De Thermis Andreae Baccii...libri septemVenice, apud Vincentium Valgrisium, 1571
FIRST EDITION. Folio. pp. (lxxii) 509 (i). Roman letter with Italic, occasional Greek. Printer’s device to t-p, double-page woodcut plan of the Baths of Diocletian. T-p very slightly thumbed, two tiny worm trails at foot of first and last couple of ll., light water stain to
some upper outer corners, including woodcut, very largely marginal. A very good, clean, large-margined copy in most handsome C16 Roman crimson goatskin, covers expertly laid onto modern morocco, blind-tooled to a triple-ruled panel design, second border with gilt double fillet, interlinked circles, and demi-dragons to outer corners, central panel with arabesque cornerpieces and gilt cartouche with arms of Giacomo Boncompagni surmounted by coronet, edges with diagonal dashes in blind, a.e.g. Spine in four compartments, blind- tooled double-ruled border and stamped demi-dragon to each, double raised bands, modern eps, green cloth ties. Armorial library stamp of Boncompagni to t-p.
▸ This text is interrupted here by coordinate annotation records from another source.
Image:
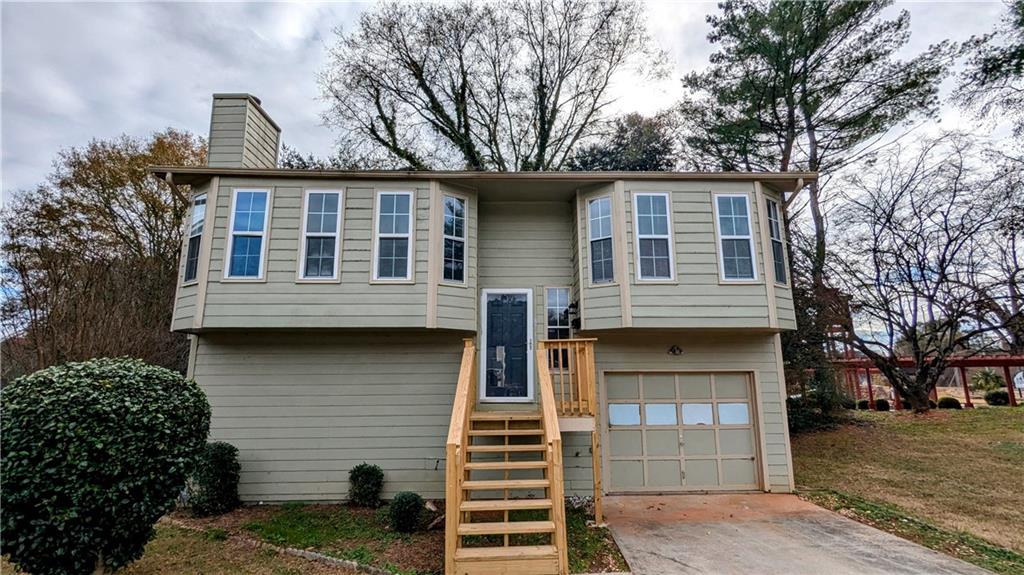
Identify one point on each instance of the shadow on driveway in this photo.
(760, 533)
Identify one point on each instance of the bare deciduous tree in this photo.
(906, 257)
(510, 85)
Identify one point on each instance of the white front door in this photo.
(507, 334)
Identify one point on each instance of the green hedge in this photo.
(93, 454)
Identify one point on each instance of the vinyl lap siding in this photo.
(281, 302)
(304, 408)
The superb binding was made for Giacomo Boncompagni (1548-1612), Duke of Sora, Arpino, Arce and Aquino, Marquess of Vignola and illegitimate son of Gregory XIII, elected Pope in 1572. Twenty books have been traced to his collection, 17 of which feature a double- ruled blind-tooled panel design, an outer border of gilt interlaced-circles tools, solid gilt cornerpieces and a stamped oval with Boncompagni’s arms flanked by two angels supporting a coronet (Wittock, 105-6). Together with a copy of Mambrino Roseo’s ‘Supplemento…delle Historie del Mondo’ (Venice, 1583), this is the only Boncompagni binding in crimson morocco, the others being olive. This binding features the same cornerpieces and demi-dragons (e.g., Arrianus, ‘Ponti Euxini…periplus’, Genève, 1577), and gilt border (e.g., Plotinus, ‘De rebus philosophicis libri’, Bâle, 1559) as those from one of the two Roman ateliers employed by Boncompagni. His arms in this binding bear a stamped demi-dragon in the lower half and gilt hand-tooled keys surmounted by a pavilion, a heraldic symbol of the temporal power of the Church used by papal families (Galbreath, ‘Papal Heraldry’, 31). In 1576, Boncompagni was appointed to the patriciate of Venice, hence the coronet. This is the only extant instance with a centrepiece in which the coronet is outside the cartouche—probably an early experiment leading to the more famous design.
Very good, clean copy of this ground-breaking study of thermal waters and their medical uses. A protégé of Cardinal Ascanio Colonna in Rome, Andrea Bacci (1524-1600) was an Italian doctor, philosopher and polyhedral author of works on natural science (studies of wines and elks) and medicine (on medicaments, poisons and antidotes). A blend of these interests, ‘De thermis’ was intended as a reference manual for physicians and contributed to contemporary European debates on thermal medicine, which elicited great interest among the French and Italian elites, including authors like Montaigne. Assisted by the work of ancient, medieval and contemporary authorities including Galen, Bartolomeo Montagnana and Gabriele Falloppio, Bacci discussed the nature of mineral waters (from salts or metals), their therapeutic forms (cold, warm, scalding, filtered, distilled, etc.) and modes of
administration. He explained why, how, when, where and which spas should be chosen, according to the bather’s condition (from stomach ache to tumours and syphilis), the physical component and therapeutic power of waters. He advised on how to make beneficial use of baths, with practical instructions like fasting and recommendations for the safety of children, women and the elderly. In addition to spas abroad—e.g., England (Bath, as it were), Germany and Transylvania—Bacci listed numerous Italian localities still renowned for their thermal waters today, including Tivoli, Montecatini and the Euganean hills in the Veneto. Renaissance physicians increasingly promoted the forgotten ancient ‘art’ of balneology for both health and profit, addressing especially powerful patrons including, in this case, Cosimo de’ Medici.
The dedication to Cosimo I de’ Medici, which here occupies a whole quire, is recorded in few copies.Only Pierpont Morgan, Michigan and Princeton copies recorded in the US.BM STC It., p. 66; Adams I, 87; Cicognara I, 1565; Wellcome 600; Duveen 35: ‘This is the classic work on mineral waters, dealing with all the spas of the then known world’. M. Wittock, ‘Giacomo Boncompagni: heurs et malheurs d’une bibliothèque’, in Mélangesd’histoire de la reliure offerts à Georges Colin, ed. C. Sorgeloos, Bruxelles, 1998, pp. 103-18; W. Boutcher, The School of Montaigne in Early Modern Europe, Oxford, 2017, I, 156.